The film follows the adventures of young Lightning McQueen, an up and coming race car whose speed on the track is exceeded only by his ego. There is not a lot of defensive driving that goes on in the film, in fact, just the opposite. On his way to the biggest race of his life, a series of events finds him in an off the beaten path little town called Radiator Springs. The town had seen better days, especially since the construction of a highway has all but dried up traffic through the little community. Lightning gets into a bit of trouble in the town, the kind that traffic school won’t resolve, and find himself in a bit of a jam.
In the town Lightning eventually finds humility, a few friends, and discovers that some things are more important that winning.
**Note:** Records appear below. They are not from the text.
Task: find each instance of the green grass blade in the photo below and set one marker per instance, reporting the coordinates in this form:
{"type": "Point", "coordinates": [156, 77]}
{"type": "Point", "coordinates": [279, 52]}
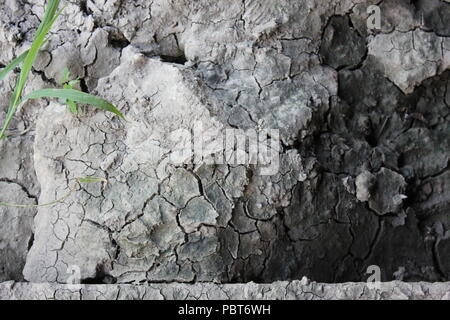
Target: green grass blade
{"type": "Point", "coordinates": [76, 96]}
{"type": "Point", "coordinates": [12, 65]}
{"type": "Point", "coordinates": [50, 17]}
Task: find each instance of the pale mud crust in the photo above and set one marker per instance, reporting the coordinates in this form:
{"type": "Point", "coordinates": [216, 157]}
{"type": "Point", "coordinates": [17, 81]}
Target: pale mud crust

He eventually helps put Radiator Springs back on the map.
There is a real life “Radiator Springs” and a 32-mile stretch of roadway in southwestern North Dakota that reflects a similar tale. It is here, back in 1989 that a local artist named Gary Greff acted on an idea. The interstate highways were siphoning off traffic from rural roads like the one that went through his hometown of Regent, North Dakota. His vision was to give people a reason to travel off of the beaten path. He then began to create “The Enchanted Highway”.
He put his talent together with tons of scrap metal, and began to build giant sculptures along the two-lane roadway that went from Regent to Interstate 94.
In 1991 he put together some telephone poles, augers and barb wire to create a “Tin Family”, with a 45 foot tall dad, a 44 foot tall mom and a 23 foot tall kid.
In 1993 he erected “Teddy Roosevelt Rides Again” using well pipe. Other creations included “Pheasants in the Prairie”, “Deer Crossing”, “Grasshoppers in the Field” and his fabulous “Geese in Flight”. The latter holds the Guinness record as the World’s Largest Scrap Metal Sculpture. It stands at 154 feet long and 110 feet tall, and uses some 80 tons of metal.
The sculptures have their own pull-off areas to allow for the obligatory family photographs. Greff does the maintenance on the sculptures, and in 2012 the artist opened up his Enchanted Castle motel. There is also a gift shop where, among other things, one can purchase miniature sculptures.
Should you ever head to that part of the country, perhaps to see the Black Hills, Badlands or Mt. Rushmore, you may consider a short side trip on the Enchanted Highway. You may not find Lightning McQueen, Sally, Mater or Doc Hudson there, but you will certainly find some other remarkable creations.